Pore tortuosity in high-tension glaucoma (1.419) was significantly higher than in nonglaucomatous (1.347) but did not differ from that of NTG eyes. In addition, NTG had significantly shorter pores than the nonglaucomatous group. No difference in pore tortuosity or verticality was found between nonglaucomatous and NTG. Pore verticality and length in high-tension glaucoma eyes did not significantly differ from those of nonglaucomatous eyes and NTG eyes. All of the quantitative parameters measured were not correlated with age but were associated with glaucoma severity (visual field index, mean deviation, retinal nerve fiber layer; RNFL, ganglion cell complex thickness; GCC), except for pore verticality, which was not correlated with RNFL.

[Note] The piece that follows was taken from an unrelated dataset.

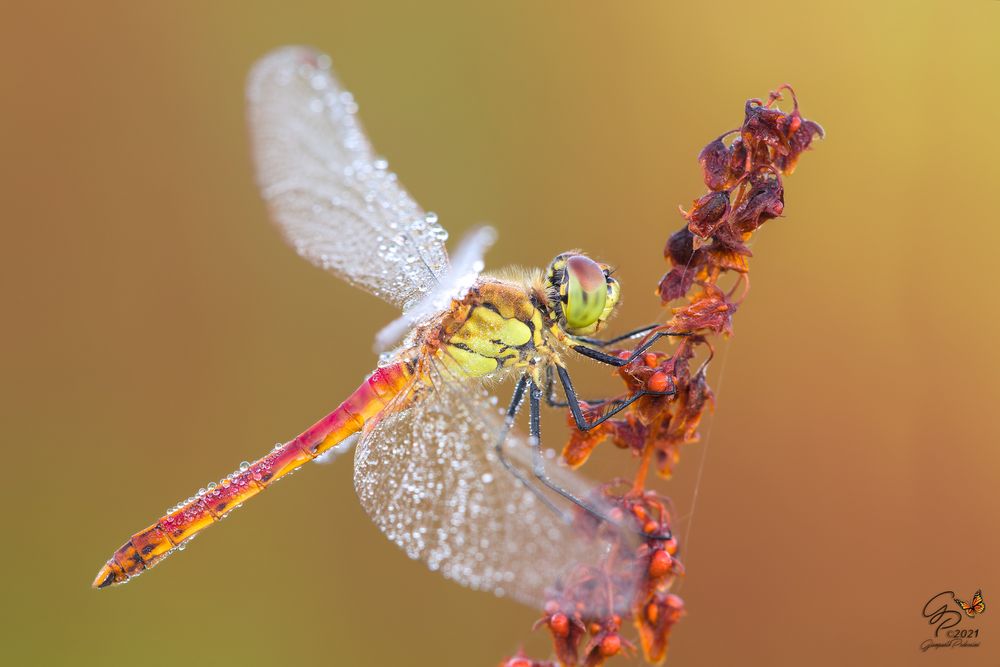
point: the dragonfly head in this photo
(581, 293)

“As it appears correlated to GCC damage, the increase in pore tortuosity could be altered as early as, or even precede, the first axonal lesions and thus constitute a predisposing factor for glaucoma,” the study authors wrote in their paper. “Further studies are needed to understand the chronological sequence of the changes in these new parameters and the first axonal lesions related to glaucoma and to clarify the role that this new imaging technique could play in the diagnosis and monitoring of glaucoma patients.”

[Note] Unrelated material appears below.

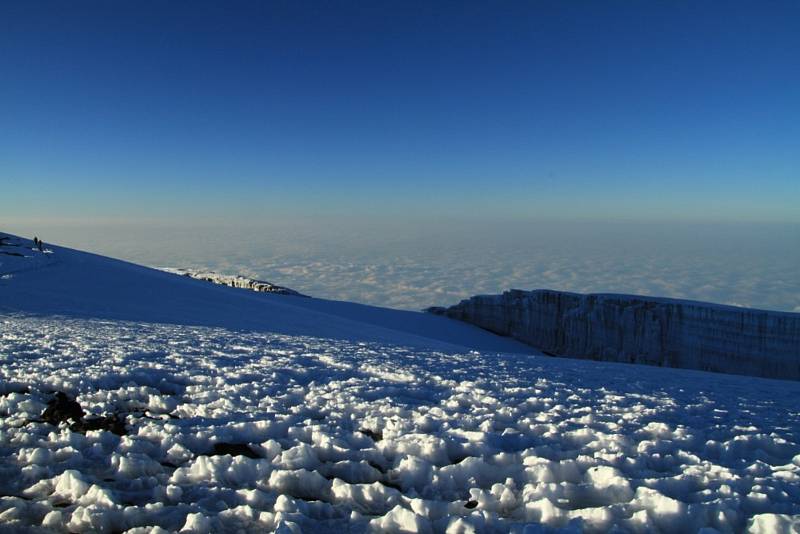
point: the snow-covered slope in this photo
(239, 281)
(79, 284)
(655, 331)
(250, 432)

 Still, the study noted that the work was based on the analysis of a small sample of the population of interest. As a result, the statistical analyses lacked power, and further work on larger numbers is still needed. Because of the overall hyperreflectivity of the images and the presence of intralaminar defects probably related to fibrous remodeling of the lamina cribrosa, fewer pores could be traced correctly in the two groups of glaucoma patients. The team then decided to limit the evaluation to between five and 10 pores for each eye. Another well-known and unavoidable limitation of tomographic imaging of the lamina cribrosa was that the images obtained on OCT allow only partial visualization of the laminar tissue. Notably, the size of the optic cup has been identified as a risk factor for glaucoma. So, these nonglaucomatous patients analyzed, although totally normal regarding glaucoma diagnostic criteria, were more susceptible to future glaucoma than the general population.